Under the Obama administration, only high-priority cases, such as those involving violent criminals and national security risks, will be pursued. She added that “prosecutorial discretion” cases will not alleviate the need for passage of the DREAM Act or for larger reforms to the immigration law.
Cecilia Munoz, White House Director of Intergovernmental Affairs, blogged that “the president has the responsibility of enforcing existing laws in a smart and effective manner.” Munoz, who is a former official of the radical Hispanic organization, La Raza (The Race), repeated the Obama party line that the executive branch of the government no longer will focus resources on low-priority cases in deportation.
She agreed with Secretary Napolitano’s letter to Durbin that endorsed a memorandum by John Morton, DHS Director of Immigration and Customs Enforcement (ICE).
Issued on June 17, 2011, the Morton memo was entitled, “Exercising Prosecutorial Discretion Consistent with the Civil Immigration Enforcement Priorities of the Agency for the Apprehension, Detention, and Removal of Aliens.” In it, Morton permitted DHS attorneys and officers to use “prosecutorial discretion” when dealing with removal cases.
The Morton memo followed earlier attempts in 2010 to effectuate amnesty for illegal aliens through a bypass of the legislative process. It set forth categories that DHS officers, agents, and attorneys are to consider in determining whether or not to cancel deportation/removal proceedings or efforts — regardless of where in the system an alien may be.
Meanwhile, President Barack Obama continued to speak out of both sides of his mouth. In his July 2011 speech to La Raza, he rejected the idea of imposing immigration reform without legislation passed by Congress, which is designated by the Constitution as the nation’s lawmaking body.
Obama stated, “Now I know some people want me to bypass Congress and change the laws on my own . . . the idea of doing on my own is very tempting. But that’s not how the system works. That’s not how democracy functions.” Yet Obama condones a bureaucratic obfuscation of content, meaning, and responsibility for deciding which immigration laws to enforce.
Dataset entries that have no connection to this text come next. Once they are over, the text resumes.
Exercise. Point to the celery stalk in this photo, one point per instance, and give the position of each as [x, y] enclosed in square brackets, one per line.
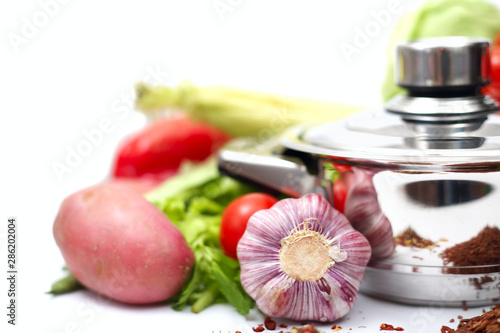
[239, 112]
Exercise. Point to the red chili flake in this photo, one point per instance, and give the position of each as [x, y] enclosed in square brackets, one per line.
[269, 323]
[487, 322]
[386, 327]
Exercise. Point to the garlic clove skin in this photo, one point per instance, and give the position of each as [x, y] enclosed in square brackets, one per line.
[301, 259]
[363, 211]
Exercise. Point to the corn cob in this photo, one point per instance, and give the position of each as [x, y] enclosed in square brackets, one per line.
[238, 112]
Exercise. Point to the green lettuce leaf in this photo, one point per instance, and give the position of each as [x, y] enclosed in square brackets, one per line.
[436, 18]
[194, 201]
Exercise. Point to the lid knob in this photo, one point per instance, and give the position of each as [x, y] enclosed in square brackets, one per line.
[444, 62]
[443, 78]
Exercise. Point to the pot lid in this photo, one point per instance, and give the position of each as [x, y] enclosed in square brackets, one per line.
[442, 123]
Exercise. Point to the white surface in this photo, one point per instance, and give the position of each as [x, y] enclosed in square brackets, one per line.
[78, 69]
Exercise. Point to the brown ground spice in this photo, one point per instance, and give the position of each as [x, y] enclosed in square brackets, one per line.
[484, 249]
[488, 322]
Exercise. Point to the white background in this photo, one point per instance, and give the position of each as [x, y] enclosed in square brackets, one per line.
[81, 64]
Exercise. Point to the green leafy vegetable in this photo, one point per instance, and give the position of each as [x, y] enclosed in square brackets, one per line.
[194, 201]
[236, 111]
[435, 18]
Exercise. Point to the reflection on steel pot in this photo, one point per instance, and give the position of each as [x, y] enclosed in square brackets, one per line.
[427, 165]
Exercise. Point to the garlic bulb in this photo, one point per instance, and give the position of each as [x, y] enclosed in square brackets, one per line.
[364, 213]
[301, 259]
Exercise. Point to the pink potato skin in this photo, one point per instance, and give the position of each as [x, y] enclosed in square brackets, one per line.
[118, 244]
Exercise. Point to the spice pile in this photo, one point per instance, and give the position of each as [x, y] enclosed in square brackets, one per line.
[488, 322]
[410, 238]
[484, 249]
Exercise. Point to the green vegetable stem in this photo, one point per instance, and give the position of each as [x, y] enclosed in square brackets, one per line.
[65, 285]
[194, 201]
[239, 112]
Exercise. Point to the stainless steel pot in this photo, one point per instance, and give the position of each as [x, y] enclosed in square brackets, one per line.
[433, 156]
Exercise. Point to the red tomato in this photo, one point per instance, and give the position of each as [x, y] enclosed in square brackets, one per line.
[493, 89]
[159, 149]
[235, 218]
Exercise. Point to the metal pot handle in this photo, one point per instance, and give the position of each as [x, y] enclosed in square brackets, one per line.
[265, 165]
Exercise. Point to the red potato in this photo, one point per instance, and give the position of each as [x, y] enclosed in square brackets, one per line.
[119, 245]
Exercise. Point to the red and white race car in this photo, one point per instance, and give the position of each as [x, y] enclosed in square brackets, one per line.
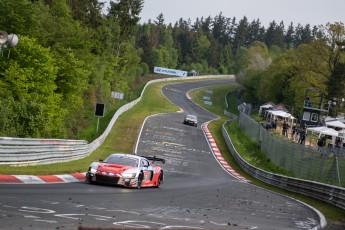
[127, 170]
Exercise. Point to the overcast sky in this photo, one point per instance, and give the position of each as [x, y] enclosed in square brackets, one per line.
[313, 12]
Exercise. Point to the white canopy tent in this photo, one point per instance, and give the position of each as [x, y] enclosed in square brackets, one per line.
[324, 130]
[286, 116]
[265, 107]
[336, 124]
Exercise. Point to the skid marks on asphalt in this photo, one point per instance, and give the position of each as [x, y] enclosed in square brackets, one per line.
[51, 216]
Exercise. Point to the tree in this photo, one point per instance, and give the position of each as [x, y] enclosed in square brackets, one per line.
[29, 80]
[126, 12]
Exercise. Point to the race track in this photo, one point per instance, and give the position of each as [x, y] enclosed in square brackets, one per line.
[198, 192]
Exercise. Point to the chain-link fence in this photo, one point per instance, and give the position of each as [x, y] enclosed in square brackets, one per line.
[325, 165]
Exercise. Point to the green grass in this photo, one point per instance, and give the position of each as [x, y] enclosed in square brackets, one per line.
[250, 151]
[121, 138]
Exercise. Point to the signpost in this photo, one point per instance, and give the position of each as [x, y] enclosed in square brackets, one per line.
[99, 112]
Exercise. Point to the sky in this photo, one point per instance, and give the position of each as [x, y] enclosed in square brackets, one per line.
[313, 12]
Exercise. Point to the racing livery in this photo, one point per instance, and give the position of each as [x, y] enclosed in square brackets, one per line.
[127, 170]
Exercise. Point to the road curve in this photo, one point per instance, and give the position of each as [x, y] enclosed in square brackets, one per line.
[197, 194]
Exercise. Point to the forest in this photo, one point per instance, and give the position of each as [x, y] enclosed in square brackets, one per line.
[73, 53]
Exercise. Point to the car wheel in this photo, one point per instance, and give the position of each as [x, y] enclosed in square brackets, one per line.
[160, 179]
[140, 180]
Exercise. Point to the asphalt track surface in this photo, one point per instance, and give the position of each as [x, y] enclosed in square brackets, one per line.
[198, 193]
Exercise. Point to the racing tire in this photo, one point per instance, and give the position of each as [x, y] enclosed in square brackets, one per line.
[160, 179]
[140, 180]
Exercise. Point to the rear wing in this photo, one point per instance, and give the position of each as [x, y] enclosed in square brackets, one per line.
[154, 158]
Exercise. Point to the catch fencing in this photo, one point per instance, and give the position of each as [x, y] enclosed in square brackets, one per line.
[324, 165]
[31, 151]
[324, 192]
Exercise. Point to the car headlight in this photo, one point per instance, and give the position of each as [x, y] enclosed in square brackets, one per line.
[128, 175]
[92, 170]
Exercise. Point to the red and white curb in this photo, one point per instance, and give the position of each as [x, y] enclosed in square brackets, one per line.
[30, 179]
[219, 157]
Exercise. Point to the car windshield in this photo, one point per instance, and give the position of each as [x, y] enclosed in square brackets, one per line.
[121, 160]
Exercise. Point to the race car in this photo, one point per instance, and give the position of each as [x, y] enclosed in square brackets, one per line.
[127, 170]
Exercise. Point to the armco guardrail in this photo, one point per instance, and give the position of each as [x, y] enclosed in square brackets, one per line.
[31, 151]
[327, 193]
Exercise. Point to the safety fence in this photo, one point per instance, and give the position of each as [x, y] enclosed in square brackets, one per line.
[30, 151]
[324, 192]
[324, 165]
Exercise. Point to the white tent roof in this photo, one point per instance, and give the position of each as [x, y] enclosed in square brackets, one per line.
[280, 113]
[324, 130]
[267, 106]
[336, 123]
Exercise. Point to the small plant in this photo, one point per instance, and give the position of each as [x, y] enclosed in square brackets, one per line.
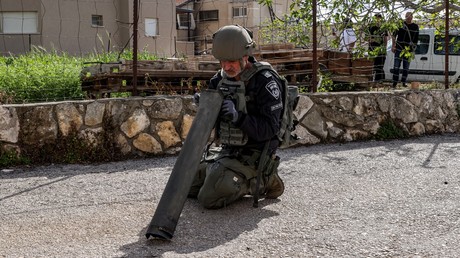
[11, 159]
[389, 130]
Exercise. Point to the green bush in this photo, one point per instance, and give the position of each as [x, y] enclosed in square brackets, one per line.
[41, 76]
[389, 130]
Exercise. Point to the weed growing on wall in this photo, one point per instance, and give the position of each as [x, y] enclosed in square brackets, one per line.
[11, 159]
[389, 130]
[43, 76]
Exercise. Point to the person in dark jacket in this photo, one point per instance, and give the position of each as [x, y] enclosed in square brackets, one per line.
[247, 127]
[404, 41]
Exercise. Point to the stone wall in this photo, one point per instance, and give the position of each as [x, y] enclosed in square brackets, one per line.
[158, 125]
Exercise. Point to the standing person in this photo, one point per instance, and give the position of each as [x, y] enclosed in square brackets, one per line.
[377, 47]
[404, 41]
[247, 127]
[348, 37]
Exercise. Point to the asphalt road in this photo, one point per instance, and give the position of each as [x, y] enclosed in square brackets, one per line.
[363, 199]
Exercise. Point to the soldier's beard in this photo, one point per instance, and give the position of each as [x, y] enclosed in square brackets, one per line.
[232, 73]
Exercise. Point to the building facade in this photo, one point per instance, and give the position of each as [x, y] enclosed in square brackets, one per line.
[86, 26]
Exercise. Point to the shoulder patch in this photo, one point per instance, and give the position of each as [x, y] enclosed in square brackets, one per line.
[273, 89]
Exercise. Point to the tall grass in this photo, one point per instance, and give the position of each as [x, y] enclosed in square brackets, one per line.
[41, 76]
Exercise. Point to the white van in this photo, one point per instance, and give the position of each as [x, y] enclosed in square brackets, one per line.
[429, 62]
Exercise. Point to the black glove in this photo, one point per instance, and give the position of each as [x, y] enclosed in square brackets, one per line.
[228, 110]
[196, 98]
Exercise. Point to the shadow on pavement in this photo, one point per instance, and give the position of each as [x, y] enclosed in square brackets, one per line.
[221, 226]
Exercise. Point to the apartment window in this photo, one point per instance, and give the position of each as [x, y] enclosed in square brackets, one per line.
[97, 21]
[18, 22]
[211, 15]
[240, 11]
[185, 21]
[151, 27]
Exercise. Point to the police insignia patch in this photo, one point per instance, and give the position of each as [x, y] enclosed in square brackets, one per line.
[272, 87]
[267, 74]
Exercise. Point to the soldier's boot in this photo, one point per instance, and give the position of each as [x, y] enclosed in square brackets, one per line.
[275, 186]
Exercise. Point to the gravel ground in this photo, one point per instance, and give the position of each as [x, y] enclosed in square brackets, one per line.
[363, 199]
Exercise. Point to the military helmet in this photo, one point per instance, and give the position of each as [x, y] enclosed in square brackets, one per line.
[231, 43]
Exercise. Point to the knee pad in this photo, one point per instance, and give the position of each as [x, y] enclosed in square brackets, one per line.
[221, 186]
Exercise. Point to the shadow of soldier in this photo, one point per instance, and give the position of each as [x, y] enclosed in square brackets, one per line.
[201, 229]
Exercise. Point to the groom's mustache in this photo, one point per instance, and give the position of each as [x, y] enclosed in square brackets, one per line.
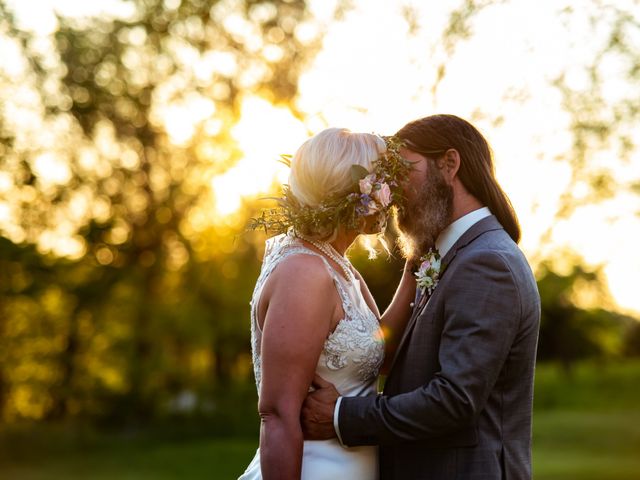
[427, 212]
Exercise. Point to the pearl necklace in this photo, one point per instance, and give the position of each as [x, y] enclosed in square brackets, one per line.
[329, 251]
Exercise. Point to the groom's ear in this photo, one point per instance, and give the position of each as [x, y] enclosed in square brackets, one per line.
[450, 164]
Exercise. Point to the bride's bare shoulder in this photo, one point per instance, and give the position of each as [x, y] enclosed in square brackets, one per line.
[302, 269]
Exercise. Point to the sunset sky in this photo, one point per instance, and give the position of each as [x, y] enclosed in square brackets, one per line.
[374, 73]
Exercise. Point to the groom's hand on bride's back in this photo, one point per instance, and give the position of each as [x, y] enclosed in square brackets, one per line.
[317, 411]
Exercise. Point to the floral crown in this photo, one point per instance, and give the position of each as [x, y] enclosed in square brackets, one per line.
[371, 193]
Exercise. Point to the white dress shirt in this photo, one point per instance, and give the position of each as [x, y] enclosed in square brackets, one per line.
[447, 238]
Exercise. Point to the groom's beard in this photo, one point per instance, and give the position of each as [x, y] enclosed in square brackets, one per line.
[428, 214]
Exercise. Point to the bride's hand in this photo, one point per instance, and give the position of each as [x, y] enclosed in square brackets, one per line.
[317, 411]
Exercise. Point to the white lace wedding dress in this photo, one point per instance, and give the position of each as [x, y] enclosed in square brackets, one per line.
[350, 359]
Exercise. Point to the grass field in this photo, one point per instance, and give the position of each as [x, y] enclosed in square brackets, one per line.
[585, 428]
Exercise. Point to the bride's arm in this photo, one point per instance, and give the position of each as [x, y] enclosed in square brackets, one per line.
[396, 316]
[296, 325]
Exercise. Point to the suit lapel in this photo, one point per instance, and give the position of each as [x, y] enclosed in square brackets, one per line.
[487, 224]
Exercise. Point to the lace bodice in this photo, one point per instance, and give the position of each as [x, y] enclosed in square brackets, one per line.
[354, 351]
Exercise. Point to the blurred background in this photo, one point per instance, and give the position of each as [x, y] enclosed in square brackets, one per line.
[137, 138]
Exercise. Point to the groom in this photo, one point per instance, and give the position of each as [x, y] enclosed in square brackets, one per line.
[458, 396]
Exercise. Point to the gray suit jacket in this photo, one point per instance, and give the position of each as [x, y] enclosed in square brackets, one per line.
[457, 401]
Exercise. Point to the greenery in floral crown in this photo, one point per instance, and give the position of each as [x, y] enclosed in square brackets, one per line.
[372, 193]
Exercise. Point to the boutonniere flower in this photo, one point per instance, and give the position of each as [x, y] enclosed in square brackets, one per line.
[428, 272]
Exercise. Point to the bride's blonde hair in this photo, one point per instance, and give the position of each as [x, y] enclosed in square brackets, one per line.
[321, 168]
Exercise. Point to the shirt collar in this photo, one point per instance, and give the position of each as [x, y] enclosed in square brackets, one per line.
[450, 235]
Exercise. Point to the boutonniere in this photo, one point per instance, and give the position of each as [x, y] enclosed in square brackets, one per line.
[428, 272]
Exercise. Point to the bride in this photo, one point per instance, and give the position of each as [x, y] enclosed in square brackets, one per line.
[311, 312]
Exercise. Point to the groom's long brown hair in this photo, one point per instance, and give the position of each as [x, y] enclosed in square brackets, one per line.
[432, 136]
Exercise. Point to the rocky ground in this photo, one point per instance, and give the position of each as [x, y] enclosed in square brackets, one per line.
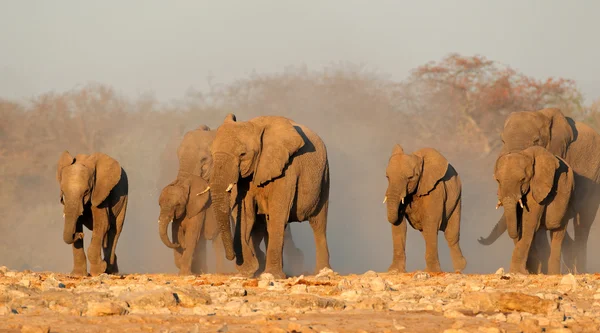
[327, 302]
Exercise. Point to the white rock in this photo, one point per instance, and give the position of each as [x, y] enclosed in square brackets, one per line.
[498, 317]
[378, 284]
[453, 314]
[513, 318]
[299, 289]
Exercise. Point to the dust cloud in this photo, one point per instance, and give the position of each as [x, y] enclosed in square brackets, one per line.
[353, 110]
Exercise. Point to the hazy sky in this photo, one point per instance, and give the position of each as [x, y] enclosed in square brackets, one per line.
[169, 46]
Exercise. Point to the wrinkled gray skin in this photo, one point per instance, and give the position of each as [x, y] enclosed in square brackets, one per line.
[187, 204]
[426, 190]
[579, 145]
[280, 171]
[93, 191]
[535, 189]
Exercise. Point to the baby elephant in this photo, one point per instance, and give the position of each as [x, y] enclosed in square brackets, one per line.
[424, 188]
[535, 188]
[93, 191]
This Democratic motif works to bypass Congress and its obligations to enact laws. It muddles the understanding and application of existing immigration laws as well as DHS regulations and operating instructions, thus confusing an already befuddled bureaucracy.
Obama amnesty is to be achieved by administrative and bureaucratic fiat. As with other Obama administrative fiats, such as those in EPA, Agriculture, Interior, National Labor Relations Board, Health and Human Services, and OSHA, the Obama re-election juggernaut decided to merely bypass the Constitutional process.
Congress be damned is the insider motto at the White House, where it is assumed that no news organization will dare criticize the president’s actions, even if unconstitutional.
Many in the illegal alien community believe that the Napolitano letter has opened the door for amnesty. Along with the Morton memo, it authorizes ICE field personnel to effectuate amnesty by creating a bureaucratic nightmare of piecemeal decisions.
Immigrant advocates consider this a plus, for bureaucratic anarchy leads to favorable outcomes for illegal aliens. In a sub-rosa manner, Obama political appointees are requiring career federal employees to broaden the interpretation of the Morton memo and Napolitano letter to apply to all illegal aliens.
In the process, the president’s re-election team is attempting to bag the idea of separate but equal branches of government. An end run of Congress and the legislative process is deemed necessary by the Obama administration to pacify the Hispanic population and show that the president cares for illegal aliens, especially those who vote in U.S. elections.
Pressure by immigration advocates forced Obama to take action to appease the Hispanic population, the largest minority in the country.
Statements by Hispanic journalists and activists that Obama had broken his promise of immigration reform were numbing his re-election fervor. Such criticisms were paralyzing the White House, which has now found a remedy in “prosecutorial discretion.”
While it is campaign season, and the Obama administration is pulling out all the stops, where is a rebuttal of the Morton memo and the Napolitano letter by the Republican congressional leadership?